If there do exist two different inflectional routes, one for regulars and one for irregulars, then we should find people who are impaired on one but not the other.
SJD's speech is characterised by fluent, usually complete sentences
with occasionally morphological and function word errors, semantic
paraphasias, phonemic paraphasias, and hesitations for word-retrieval.
... the contrast between her performance on the regularly inflected
words and that for the irregularly inflected verbs indicates that
it is the morpho-phonemic structure of the inflected words, and not their
morpho-semantic complexity, that is relevant to this effect.
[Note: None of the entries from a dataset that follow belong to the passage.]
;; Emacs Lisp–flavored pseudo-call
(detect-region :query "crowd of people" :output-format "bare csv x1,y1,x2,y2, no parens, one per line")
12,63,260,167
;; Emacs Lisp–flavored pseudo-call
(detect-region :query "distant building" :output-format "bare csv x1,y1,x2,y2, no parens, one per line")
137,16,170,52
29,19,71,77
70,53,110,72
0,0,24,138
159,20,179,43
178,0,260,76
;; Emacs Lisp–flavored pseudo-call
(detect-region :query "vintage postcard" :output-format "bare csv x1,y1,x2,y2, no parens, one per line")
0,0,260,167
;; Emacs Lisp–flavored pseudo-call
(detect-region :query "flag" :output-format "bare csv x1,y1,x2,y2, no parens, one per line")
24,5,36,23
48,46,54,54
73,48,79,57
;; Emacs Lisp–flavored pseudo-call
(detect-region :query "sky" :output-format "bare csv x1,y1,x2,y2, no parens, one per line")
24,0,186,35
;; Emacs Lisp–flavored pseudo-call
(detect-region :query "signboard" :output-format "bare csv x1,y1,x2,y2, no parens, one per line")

SJD is a 47-year-old college educated female who suffered a thromboembolic
left-hemisphere stroke in June 1984...
Patients like SJD are taken as evidence supporting a dual route model, because it looks like the two routes can be neurologically damaged independent of one another. The distributed nature of the Rumelhart & McClelland 86 model suggests that any damage (snipping of connections?) would globally make things worse, for all verbs regular or irregular. In a PDP model, no single connection holds all of the network's knowledge about a particular kind of input.
Dual-route, single-route issue is about the character of the human computation of inflection. Multi-route proponents must prove that each route implements a qualitatively different kind of function. Single-route proponents must show that the architecture of their one mechanism is sufficient to realize all of the different kinds of inflection that we see, while not being so powerful that it fails to say what is so human about the computation.
Philosophy of science question All of the exceptional cases that the ``default'' route can't handle (i.e. irregular verbs) are lumped into the ``nondefault'' route. The nondefault route must be pretty powerful since it is doing all the hard work. How is this an explanation?